In 11 career seasons as an NFL head coach or offensive coordinator, Shurmur’s RB1 has averaged 17.9 carries, 4.4 targets, and 101.0 yards from scrimmage per game. To clarify, that’s high-end RB1 volume. On a 16-game pace, those numbers come out to 287 carries, 71 targets, 1,615 yards, and – most importantly – 282.9 weighted opportunity points, which would have ranked fourth-most in 2019. (And keep in mind, this is just Shurmur’s average, which includes seasons from names like Trent Richardson and Peyton Hillis.) Gordon surely fits this prototype, having already proven he can handle a bell cow workload, averaging 16.5 carries, 4.9 targets, and 99.6 yards from scrimmage per game since 2016.
While I think this does mean Gordon is likely to be a slight value all throughout the offseason, he’s surely not without his warts. This sort of volume projection is especially important for a player like Gordon who has been overly reliant on good volume throughout his career. With the exception of 2018, Gordon has thoroughly underwhelmed in efficiency, averaging 1.2 fantasy points per game below his weighted opportunity expectation. Lindsay – the only undrafted running back to reach 1,000 rushing yards in each of his first two NFL seasons – is also much better than your average backup. In fact, perhaps he’s good enough to still warrant eight to 10 touches most weeks or to be handed bell cow duties if Gordon struggles.
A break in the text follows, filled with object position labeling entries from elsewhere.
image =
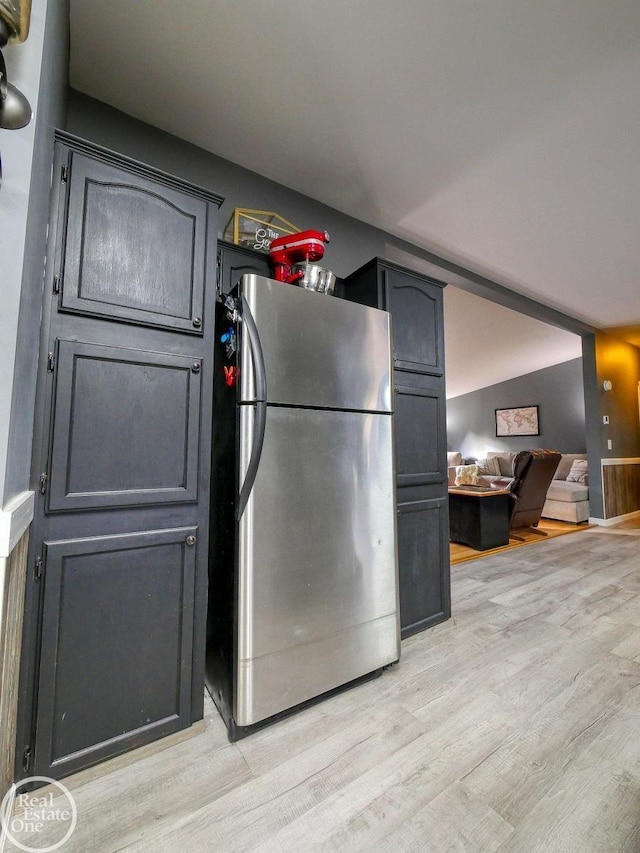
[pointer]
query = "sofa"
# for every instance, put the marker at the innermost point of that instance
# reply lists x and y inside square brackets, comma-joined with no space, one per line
[567,496]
After Lindsay, the only other player affected by this signing was Austin Ekeler, and the effect was massive. Without Gordon in the picture, Ekeler should jump to the early second-round in ADP, as an easy top-10 fantasy running back. As a worst-case scenario, Los Angeles signs or drafts some competition for Ekeler and he won’t be given a full bell cow workload. However, that’s exactly what happened last year when Gordon returned from his holdout (Weeks 5-17). Ekeler played on just 53% of the team’s snaps and Ekeler still ranked fifth in fantasy points per game from that point on. Prior to that, however, Ekeler played on 70% of the team’s snaps, averaging an astounding 26.8 fantasy points per game, which ranked second to only Christian McCaffrey. A split along those lines, or even better, is surely the best-case scenario, but also the most-likely scenario following his four-year-extension with the Chargers, signed this off-season.
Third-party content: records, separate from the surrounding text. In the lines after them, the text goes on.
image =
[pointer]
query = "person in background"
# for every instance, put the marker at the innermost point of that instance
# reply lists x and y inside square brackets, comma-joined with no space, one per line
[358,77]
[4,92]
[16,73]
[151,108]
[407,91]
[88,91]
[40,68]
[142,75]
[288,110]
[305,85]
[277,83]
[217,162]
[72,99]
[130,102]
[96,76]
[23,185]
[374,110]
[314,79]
For the uninitiated, Ekeler is also very good at playing football. Ekeler ranked as one of PFF’s top-six highest-graded running backs in each of the past two seasons (of 60-plus qualifiers). Again, per PFF and of 60-plus qualifiers, he ranked second (0.57), fourth (0.49), and first (0.52) in fantasy points per snap in each of the past three seasons. His 2017 season ranks second-best this past decade, as does (among all running backs) his 2.74 yards per route run average in 2019. Over this span he’s easily been fantasy football’s most-efficient running back, coming out just ahead of Aaron Jones and Derrick Henry. Now that he’s a lock to get more work, and after already proving he has CMC-type upside with a bell cow workload, a Round 1 ADP feels justifiable, though, ultimately, you probably won’t have to pay that cost.